Nearly 4,000 feet above sea level, the Black Rock Desert is a land of extremes. A flat, prehistoric lake bed, composed of a hardpan alkali, its daytime temperatures above 100 degrees Fahrenheit and nighttime lows dipping in the 40s. Pack as if you’re going skiing and to the beach in one week. Meaning heavy coat and a bikini.

Have some shade for your camp and lay low during the hottest part of the day. Apply sunscreen every morning and repeat as needed.

The air, where humidity is extremely low, sucks your moisture as though every pore is a straw. For water, the Burning Man website recommends 1.5 gallons of water per person per day, which should cover drinking and cooking needs for most people.

Other standard needs for camping include sunscreen, tent, flashlight, and be sure bring goggles and a dust mask for whiteouts.

The extras

Burning Man
The unicorn parade celebrates Burning Man 2010. Photo: Courtesy of brownose/Flickr
Sunglasses and sun hats will be your best friends as will lip balm and salves for the cracks sure to come to your lips, hands and feet in the dry climate.

And what’s Burning Man without a costume? Maybe a wig, some spray paint, plywood, a unicorn horn, glitter and endless imagination?

Some survival tips

Go only with people you know and trust and have traveled with before. For when things gets rough (and they will, guaranteed, at some point), you don’t want to be a crew that lets you down (or no crew at all).

If you bring a tent, throw away your tent stakes and get rebar: lots and lots of rebar.

Tie your stuff down, and when you think it’s good and safe, add more rope. Flying tents turn into weapons in the storms (and there will certainly be storms).

Remember Mad Max?

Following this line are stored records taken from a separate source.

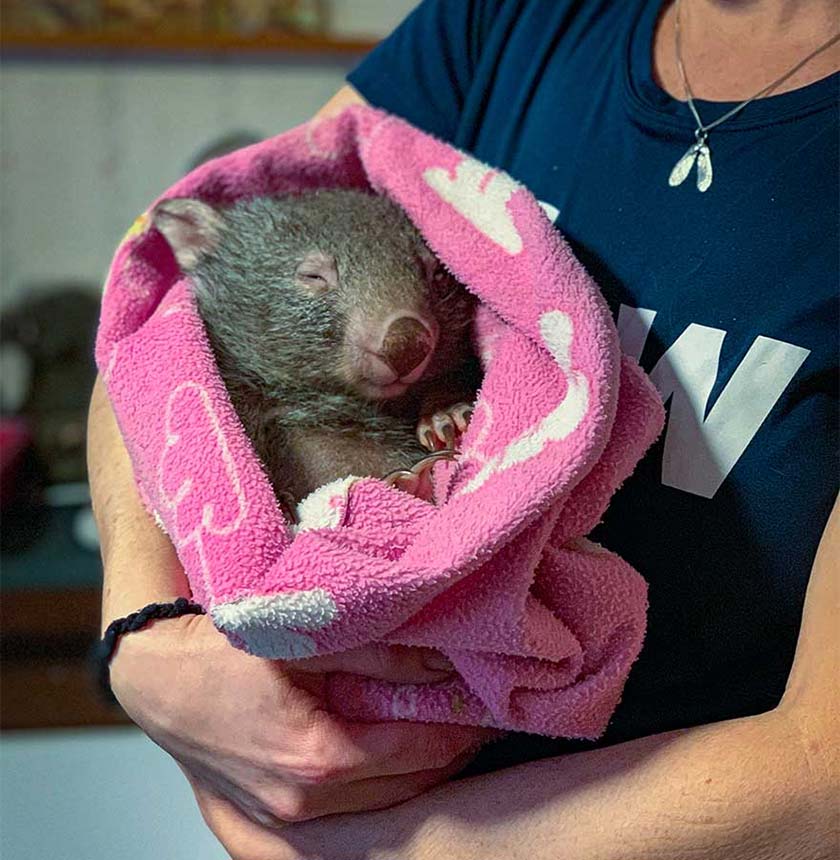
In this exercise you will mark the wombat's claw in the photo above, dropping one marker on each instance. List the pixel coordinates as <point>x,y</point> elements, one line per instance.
<point>438,430</point>
<point>417,481</point>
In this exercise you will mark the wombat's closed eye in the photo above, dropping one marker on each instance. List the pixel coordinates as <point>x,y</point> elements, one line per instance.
<point>339,335</point>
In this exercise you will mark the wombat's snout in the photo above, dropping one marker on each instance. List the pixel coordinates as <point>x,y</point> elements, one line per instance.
<point>394,353</point>
<point>406,346</point>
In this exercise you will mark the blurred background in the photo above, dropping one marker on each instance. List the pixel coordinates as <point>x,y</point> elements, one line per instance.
<point>103,104</point>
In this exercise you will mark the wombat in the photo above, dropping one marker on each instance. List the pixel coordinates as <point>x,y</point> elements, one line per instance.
<point>342,340</point>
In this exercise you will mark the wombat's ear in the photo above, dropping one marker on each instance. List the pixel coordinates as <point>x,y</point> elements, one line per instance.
<point>191,227</point>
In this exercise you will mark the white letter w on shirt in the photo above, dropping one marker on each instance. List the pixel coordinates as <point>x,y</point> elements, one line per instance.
<point>700,449</point>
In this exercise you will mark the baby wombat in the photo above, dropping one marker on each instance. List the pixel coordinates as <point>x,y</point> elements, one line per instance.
<point>342,340</point>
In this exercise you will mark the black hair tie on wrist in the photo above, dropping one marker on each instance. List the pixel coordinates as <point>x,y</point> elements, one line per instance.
<point>104,649</point>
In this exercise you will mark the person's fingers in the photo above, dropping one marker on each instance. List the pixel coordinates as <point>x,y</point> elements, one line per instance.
<point>385,662</point>
<point>342,752</point>
<point>296,804</point>
<point>243,837</point>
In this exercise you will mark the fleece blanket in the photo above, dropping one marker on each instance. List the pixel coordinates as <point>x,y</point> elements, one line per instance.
<point>541,624</point>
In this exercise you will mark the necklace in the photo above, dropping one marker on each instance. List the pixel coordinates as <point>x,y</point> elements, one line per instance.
<point>699,151</point>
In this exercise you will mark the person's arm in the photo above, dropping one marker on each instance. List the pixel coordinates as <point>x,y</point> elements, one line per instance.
<point>759,788</point>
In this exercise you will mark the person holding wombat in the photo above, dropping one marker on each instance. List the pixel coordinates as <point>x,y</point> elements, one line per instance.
<point>688,151</point>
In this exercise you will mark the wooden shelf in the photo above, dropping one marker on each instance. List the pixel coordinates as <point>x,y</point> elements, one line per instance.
<point>97,44</point>
<point>47,680</point>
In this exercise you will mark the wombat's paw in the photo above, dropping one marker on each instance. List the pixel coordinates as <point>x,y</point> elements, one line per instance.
<point>438,431</point>
<point>417,481</point>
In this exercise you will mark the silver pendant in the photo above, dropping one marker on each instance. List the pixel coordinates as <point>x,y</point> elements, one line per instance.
<point>700,154</point>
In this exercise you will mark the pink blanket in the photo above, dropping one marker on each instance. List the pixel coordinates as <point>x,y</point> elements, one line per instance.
<point>541,624</point>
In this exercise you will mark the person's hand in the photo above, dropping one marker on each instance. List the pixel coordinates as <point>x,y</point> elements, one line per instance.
<point>253,736</point>
<point>255,733</point>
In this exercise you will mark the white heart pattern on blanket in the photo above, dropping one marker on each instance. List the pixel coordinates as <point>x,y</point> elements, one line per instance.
<point>264,621</point>
<point>480,194</point>
<point>557,332</point>
<point>188,403</point>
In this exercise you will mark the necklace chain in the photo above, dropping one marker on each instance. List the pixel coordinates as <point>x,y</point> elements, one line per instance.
<point>699,154</point>
<point>702,130</point>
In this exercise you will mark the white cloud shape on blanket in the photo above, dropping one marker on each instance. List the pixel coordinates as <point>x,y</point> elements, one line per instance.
<point>480,194</point>
<point>264,622</point>
<point>557,332</point>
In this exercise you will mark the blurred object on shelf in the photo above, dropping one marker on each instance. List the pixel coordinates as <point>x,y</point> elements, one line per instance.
<point>14,441</point>
<point>270,16</point>
<point>54,326</point>
<point>51,17</point>
<point>170,17</point>
<point>176,16</point>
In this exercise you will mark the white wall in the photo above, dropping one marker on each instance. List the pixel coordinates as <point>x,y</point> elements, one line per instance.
<point>86,145</point>
<point>93,794</point>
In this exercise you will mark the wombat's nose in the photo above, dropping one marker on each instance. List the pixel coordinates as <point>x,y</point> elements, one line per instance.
<point>407,345</point>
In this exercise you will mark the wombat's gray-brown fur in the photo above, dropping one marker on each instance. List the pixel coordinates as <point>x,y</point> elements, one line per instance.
<point>312,303</point>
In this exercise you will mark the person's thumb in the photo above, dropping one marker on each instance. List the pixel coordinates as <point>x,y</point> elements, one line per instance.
<point>385,662</point>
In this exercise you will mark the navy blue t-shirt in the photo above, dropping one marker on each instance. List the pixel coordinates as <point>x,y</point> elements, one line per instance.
<point>728,298</point>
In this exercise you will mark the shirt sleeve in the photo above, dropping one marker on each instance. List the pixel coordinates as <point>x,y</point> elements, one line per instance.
<point>423,70</point>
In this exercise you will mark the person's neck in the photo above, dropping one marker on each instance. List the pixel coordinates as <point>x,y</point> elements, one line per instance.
<point>732,48</point>
<point>769,17</point>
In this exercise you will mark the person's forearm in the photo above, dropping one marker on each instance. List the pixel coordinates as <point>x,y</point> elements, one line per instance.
<point>140,565</point>
<point>751,789</point>
<point>745,788</point>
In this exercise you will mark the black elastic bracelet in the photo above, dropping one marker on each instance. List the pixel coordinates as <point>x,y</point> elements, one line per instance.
<point>104,649</point>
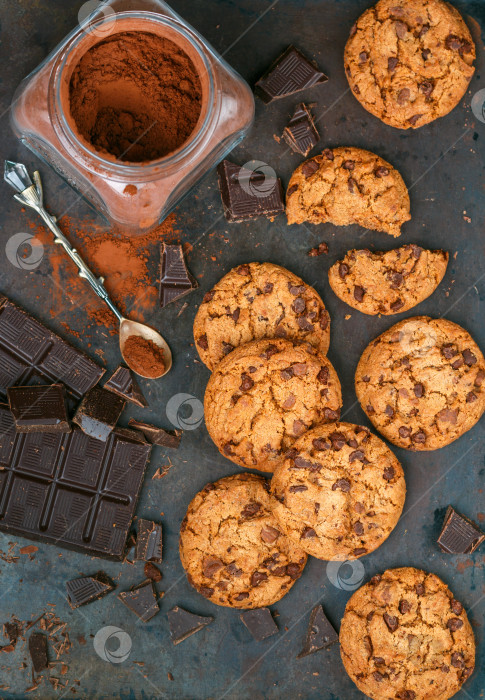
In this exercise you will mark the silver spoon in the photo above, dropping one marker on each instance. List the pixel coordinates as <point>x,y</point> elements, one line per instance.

Whiteouts are just as serious in real life and a possibility at Burning Man. Visibility and light/shadow contrast reduce to nothing from diffused light caused by blizzards or sand storms. Horizon lines and shadows disappear, reference points are gone. People can become disoriented in their backyards, let alone on over 4,000 acres.

Seek immediate shelter and stay there. Now’s the time to use the goggles and dust mask you brought. If you’re far from shelter, sit down, cover your face with your shirt and wait. Look for moving vehicles. If you’re the one driving, stop and wait for the air to clear.

Outside etiquette

Burning Man is more than a celebration of artistic freedom, it’s an ethic to live by for the sake of the planet. Live it, love it and clean it. That means everything you bring with you leaves with you.

If you’re unsure what constitutes your trace, the official Burning Man website has an acronym to help you out. Called MOOP (Matter Out of Place) is anything not originally of the land where Burning Man takes place.

Examples of MOOP include rebar, tent stakes, abandoned art, abandoned camps and any other abandoned stuff. Then there’s greywater and blackwater, which is water used for cooking, cleaning, washing, urine, anything you can thinking of using water for.

Boxes and cardboard, splinters, bark, palettes, sawdust, paper, all of these count because, while often considered “organic,” wood like this is not native to Black Rock City.

Dunes are also particularly interesting because while they may look natural in “Lawrence of Arabia,” their existence in Black Rock City is anything but.

The Black Rock Desert is known to be one of the flattest stretches of land on Earth. Dunes form when windblown dust bounces off stationary objects and piles on the ground. Even a pen can start a dune. Once begun, they’re unstoppable, except by us. Caught early, tools like a landscape rake can stop dunes.

How to clean

Rakes, magnets, push brooms, shovels and vice grips will be your best friend. Partner up with your entire camp. Burning Man, from start to finish, is not a solo event and every person counts — especially during cleanup. Make a game of it.

Finally, celebrate. You came, you saw, you survived and you contributed to a celebration of love, art and the Earth.